Invigilators also get a screen tracking prompt if the student moves off the assessment window, and a prompt when a student has submitted the assessment.
Liz says feedback so far has been positive. “Essentially, this system has enabled us to be confident in evidencing that we have achieved a robust invigilation system for our exams, equivalent to being on campus. Each exam has a timer on system on the system which can be extended individually, so where we have had instances where for example, a student’s wifi goes down, we are able to treat this in the same way as if a fire alarm or similar disruption happened in any exam.”
Assessments are pre-loaded before the exam begins and made available via a secure link to a specific set of students at a specific time.

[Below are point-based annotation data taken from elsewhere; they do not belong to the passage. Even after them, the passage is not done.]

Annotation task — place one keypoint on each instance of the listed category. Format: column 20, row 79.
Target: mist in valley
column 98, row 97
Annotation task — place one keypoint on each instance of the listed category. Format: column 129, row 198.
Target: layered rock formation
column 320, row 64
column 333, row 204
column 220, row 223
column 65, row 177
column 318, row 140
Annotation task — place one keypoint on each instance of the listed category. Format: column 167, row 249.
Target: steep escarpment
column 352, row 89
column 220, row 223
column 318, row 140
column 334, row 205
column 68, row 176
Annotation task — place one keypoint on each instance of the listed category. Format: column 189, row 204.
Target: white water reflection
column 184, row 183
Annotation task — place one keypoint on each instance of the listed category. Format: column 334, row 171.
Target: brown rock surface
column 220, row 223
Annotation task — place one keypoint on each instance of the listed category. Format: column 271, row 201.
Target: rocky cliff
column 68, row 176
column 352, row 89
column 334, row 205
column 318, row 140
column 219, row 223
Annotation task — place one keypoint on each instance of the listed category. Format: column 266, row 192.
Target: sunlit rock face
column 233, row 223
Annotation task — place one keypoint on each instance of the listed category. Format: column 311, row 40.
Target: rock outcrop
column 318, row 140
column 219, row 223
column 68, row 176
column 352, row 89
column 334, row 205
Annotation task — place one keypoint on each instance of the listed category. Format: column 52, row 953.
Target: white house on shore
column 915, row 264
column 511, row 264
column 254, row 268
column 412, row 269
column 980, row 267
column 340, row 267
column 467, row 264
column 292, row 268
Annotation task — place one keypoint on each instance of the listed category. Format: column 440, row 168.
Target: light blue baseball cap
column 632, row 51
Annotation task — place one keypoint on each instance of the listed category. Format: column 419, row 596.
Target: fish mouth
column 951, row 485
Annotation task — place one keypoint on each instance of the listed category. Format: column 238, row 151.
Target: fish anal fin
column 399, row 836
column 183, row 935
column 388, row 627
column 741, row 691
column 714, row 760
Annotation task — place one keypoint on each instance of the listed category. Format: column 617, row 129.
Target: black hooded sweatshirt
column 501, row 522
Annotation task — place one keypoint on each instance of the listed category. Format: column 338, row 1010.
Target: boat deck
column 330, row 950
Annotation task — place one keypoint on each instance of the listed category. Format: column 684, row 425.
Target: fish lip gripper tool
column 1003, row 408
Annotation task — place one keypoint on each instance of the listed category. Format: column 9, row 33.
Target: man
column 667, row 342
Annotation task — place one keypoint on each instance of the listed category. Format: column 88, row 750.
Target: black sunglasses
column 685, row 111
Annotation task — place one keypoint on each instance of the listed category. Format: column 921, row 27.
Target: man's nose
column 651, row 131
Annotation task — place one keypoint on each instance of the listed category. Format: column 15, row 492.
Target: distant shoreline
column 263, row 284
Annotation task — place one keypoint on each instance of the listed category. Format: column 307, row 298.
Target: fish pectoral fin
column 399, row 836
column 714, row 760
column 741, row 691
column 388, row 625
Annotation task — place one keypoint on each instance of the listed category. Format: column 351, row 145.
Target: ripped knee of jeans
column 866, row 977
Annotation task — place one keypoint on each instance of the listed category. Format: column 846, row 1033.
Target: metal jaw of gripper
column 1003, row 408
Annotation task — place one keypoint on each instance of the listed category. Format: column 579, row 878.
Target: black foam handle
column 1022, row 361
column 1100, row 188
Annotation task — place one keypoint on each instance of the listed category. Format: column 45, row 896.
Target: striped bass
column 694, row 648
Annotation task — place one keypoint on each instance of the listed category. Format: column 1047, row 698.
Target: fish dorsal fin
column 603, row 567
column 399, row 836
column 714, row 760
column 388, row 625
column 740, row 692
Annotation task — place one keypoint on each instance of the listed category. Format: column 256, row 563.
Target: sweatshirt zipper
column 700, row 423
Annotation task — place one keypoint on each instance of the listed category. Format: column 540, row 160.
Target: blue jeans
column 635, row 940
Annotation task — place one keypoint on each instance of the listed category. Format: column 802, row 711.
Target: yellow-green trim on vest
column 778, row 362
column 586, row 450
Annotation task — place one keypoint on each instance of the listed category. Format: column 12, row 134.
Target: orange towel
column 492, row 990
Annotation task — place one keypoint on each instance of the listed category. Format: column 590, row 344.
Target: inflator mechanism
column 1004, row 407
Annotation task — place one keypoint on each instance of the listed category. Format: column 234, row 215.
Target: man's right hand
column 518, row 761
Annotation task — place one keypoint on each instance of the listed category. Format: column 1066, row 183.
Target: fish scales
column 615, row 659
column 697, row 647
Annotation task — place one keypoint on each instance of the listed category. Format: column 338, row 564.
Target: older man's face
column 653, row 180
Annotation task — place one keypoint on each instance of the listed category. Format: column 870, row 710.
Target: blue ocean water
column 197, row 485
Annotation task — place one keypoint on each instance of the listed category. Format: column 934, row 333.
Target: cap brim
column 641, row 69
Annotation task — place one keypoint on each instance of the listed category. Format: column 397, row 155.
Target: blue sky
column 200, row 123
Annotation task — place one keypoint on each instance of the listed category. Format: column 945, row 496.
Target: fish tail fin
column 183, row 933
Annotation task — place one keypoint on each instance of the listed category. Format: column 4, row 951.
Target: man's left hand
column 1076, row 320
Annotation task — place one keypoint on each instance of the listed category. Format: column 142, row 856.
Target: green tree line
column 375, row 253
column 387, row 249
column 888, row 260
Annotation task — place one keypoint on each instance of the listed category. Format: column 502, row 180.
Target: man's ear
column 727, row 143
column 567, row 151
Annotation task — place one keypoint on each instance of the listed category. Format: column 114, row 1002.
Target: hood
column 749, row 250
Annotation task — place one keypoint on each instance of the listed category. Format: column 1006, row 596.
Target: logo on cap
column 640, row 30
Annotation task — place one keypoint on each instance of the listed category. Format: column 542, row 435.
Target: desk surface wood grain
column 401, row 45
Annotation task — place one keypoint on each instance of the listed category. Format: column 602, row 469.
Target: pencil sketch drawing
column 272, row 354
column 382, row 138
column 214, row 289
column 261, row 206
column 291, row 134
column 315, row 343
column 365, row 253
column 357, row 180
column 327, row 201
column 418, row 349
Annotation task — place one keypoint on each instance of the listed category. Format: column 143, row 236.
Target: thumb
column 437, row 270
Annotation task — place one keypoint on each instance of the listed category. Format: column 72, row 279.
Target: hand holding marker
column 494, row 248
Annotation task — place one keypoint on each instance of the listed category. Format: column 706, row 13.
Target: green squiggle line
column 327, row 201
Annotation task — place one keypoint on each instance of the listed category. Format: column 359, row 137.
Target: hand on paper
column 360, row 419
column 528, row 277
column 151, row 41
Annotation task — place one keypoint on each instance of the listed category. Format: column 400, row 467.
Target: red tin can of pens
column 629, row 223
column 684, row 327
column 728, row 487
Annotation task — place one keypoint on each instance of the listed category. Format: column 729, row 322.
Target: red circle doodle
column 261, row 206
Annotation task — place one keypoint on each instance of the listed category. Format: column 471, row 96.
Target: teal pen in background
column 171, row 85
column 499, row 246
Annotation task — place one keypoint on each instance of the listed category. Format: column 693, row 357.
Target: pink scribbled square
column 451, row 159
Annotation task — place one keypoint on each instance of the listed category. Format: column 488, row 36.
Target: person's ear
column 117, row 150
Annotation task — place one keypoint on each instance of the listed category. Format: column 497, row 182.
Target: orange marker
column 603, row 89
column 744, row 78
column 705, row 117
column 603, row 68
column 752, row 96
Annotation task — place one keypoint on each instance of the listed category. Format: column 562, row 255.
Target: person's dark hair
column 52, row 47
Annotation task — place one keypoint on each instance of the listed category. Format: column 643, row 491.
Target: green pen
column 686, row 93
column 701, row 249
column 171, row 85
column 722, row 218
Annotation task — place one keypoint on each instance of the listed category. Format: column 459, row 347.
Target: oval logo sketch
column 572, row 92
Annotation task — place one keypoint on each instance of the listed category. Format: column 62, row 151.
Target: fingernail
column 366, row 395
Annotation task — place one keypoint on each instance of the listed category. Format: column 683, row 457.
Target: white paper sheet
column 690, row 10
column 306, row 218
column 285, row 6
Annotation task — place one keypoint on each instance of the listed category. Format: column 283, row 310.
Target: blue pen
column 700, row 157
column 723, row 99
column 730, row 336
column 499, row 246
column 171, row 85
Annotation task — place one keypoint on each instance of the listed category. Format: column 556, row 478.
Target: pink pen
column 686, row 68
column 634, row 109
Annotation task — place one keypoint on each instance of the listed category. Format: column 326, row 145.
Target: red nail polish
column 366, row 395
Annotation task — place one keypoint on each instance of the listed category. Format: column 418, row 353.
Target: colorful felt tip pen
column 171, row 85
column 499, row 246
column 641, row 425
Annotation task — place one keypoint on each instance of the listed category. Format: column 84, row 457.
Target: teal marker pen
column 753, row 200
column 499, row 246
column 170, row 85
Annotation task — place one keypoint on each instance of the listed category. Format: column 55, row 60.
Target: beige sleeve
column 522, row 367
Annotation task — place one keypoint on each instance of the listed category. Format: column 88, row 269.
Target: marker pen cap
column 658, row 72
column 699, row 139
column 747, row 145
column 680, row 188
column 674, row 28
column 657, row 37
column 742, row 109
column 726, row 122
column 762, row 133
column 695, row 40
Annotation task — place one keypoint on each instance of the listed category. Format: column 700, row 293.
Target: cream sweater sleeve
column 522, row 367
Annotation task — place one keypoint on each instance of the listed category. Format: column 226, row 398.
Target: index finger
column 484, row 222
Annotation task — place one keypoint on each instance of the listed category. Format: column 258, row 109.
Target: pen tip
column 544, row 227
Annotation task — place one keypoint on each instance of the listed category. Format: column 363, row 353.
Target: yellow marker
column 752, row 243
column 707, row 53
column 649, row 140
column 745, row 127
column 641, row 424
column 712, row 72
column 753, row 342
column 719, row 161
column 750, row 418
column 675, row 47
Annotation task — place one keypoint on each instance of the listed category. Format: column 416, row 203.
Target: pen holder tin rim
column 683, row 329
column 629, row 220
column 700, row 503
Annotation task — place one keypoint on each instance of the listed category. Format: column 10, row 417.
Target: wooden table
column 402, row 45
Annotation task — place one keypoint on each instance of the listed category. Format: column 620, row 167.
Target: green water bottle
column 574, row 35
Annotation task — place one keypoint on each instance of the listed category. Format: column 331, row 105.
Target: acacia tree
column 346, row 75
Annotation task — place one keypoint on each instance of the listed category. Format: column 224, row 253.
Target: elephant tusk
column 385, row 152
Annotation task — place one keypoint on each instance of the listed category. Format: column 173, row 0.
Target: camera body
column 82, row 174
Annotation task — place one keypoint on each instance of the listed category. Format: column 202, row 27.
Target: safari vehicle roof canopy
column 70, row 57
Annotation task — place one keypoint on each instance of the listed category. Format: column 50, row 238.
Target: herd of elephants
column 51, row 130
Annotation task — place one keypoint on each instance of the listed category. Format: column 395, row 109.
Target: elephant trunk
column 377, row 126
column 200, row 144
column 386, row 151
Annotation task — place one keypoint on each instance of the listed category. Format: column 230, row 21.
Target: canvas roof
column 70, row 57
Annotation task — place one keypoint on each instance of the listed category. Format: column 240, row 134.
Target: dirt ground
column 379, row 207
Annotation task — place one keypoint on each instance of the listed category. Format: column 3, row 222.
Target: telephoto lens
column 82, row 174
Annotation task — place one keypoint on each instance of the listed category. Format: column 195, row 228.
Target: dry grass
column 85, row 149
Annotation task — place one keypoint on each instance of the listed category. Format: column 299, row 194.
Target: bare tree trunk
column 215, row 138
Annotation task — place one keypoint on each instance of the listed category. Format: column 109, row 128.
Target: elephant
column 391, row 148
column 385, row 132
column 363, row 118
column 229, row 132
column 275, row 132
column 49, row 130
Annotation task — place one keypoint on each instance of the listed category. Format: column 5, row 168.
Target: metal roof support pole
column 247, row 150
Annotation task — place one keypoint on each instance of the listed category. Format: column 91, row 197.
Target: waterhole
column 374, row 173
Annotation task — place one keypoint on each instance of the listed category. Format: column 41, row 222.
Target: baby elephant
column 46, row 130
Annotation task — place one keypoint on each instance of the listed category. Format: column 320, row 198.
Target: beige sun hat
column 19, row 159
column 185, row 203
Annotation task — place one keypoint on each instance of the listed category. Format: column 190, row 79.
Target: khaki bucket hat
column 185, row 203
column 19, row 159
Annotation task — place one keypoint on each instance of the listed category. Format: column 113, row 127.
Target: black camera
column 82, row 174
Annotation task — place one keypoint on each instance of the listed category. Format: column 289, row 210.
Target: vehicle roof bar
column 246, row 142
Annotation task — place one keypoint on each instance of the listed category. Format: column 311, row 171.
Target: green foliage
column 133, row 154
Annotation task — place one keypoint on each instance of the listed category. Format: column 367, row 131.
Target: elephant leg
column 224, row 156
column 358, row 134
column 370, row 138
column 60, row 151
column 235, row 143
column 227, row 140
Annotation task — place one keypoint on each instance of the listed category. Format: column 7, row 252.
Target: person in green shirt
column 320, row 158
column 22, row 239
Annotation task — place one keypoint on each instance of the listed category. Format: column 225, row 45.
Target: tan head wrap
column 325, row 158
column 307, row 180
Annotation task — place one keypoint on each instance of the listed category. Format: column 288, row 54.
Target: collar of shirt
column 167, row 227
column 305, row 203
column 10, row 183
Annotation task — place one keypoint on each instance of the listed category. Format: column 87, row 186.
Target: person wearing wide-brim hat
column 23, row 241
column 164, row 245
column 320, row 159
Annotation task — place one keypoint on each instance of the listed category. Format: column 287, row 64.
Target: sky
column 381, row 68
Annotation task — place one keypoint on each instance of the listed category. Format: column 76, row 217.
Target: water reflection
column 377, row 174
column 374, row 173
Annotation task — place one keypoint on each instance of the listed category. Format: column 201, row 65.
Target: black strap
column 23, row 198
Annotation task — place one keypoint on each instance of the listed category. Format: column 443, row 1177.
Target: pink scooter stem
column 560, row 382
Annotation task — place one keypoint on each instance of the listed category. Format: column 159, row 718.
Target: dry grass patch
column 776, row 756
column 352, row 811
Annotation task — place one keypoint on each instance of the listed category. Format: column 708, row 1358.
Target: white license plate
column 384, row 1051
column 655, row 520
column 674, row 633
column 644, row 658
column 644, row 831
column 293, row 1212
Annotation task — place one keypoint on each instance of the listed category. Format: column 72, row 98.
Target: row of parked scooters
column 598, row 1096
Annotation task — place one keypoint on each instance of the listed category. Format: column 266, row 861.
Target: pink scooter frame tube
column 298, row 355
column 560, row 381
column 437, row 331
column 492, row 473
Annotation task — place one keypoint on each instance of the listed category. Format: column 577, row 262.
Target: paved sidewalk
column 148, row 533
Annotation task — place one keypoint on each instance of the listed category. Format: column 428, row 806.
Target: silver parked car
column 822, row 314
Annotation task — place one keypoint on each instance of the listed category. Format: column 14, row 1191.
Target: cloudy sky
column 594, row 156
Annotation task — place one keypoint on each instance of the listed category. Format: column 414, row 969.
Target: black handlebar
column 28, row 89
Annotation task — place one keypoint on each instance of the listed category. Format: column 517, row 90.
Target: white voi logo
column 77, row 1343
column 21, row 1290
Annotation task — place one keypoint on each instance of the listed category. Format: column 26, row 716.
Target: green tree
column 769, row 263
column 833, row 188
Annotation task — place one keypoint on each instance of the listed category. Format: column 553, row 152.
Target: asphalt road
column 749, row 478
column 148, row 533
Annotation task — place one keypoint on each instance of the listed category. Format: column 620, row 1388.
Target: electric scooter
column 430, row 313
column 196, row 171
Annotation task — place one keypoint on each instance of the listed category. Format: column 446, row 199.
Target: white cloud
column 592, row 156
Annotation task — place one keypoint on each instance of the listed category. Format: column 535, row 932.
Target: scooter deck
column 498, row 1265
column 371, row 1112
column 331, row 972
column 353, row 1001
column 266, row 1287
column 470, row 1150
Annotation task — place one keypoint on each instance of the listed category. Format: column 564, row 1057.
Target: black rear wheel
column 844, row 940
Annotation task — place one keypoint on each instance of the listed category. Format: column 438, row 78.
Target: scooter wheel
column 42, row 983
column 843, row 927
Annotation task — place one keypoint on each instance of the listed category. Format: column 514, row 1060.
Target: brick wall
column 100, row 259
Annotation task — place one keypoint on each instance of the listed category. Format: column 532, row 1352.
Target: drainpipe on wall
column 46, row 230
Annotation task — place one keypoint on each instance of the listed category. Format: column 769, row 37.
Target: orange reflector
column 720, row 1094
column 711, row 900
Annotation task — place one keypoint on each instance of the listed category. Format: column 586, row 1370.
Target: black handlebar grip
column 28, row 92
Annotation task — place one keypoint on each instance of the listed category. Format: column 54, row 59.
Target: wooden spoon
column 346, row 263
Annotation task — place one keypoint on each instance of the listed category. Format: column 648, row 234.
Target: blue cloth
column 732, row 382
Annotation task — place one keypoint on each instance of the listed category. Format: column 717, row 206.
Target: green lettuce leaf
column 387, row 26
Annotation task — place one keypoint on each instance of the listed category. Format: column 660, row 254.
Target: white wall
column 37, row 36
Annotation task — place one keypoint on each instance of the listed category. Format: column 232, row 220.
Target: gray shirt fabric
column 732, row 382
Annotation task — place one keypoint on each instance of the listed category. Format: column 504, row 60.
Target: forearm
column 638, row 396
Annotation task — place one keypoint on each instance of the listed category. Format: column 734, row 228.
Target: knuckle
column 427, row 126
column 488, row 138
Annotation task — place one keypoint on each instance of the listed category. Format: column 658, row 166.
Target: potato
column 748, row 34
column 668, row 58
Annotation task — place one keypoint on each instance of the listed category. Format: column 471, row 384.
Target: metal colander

Multiple choice and numeric questions are automatically marked, and results released to students in a controlled way. Open ended questions can be assigned to tutors and marked online and then results released. This means that any subject can be assessed using Sn@p and the invigilation software.
At the University of Salford, the system is already being used by current non-medical prescribing students as well as potential students who are being assessed as part of an application to study mental health nursing. Liz explains that this has enabled applicants to get places when they might have had to wait until next year due to other exams being postponed.
Joanna Tate, Manager at the Health and Education Co-operative, said: “Pooling knowledge and resources from a number of universities enabled us to create an innovative workable solution to the issue of online assessments. We rolled out the first invigilated sessions with the University of Salford in May and have worked extensively with students and invigilators to evolve the system over the last six months.
“We understand that installing software on a PC or laptop can often be restricted on university or trust owned devices. The only software installation required to use Sn@p is on the learner's smartphone. This means the system is really easy to set up and use for both invigilators and learners.
“Being able to carry out assessments online has made a real difference as trainee nurses and qualified nurses on the front line were able to finish off their numeracy exams and prescribing qualifications.”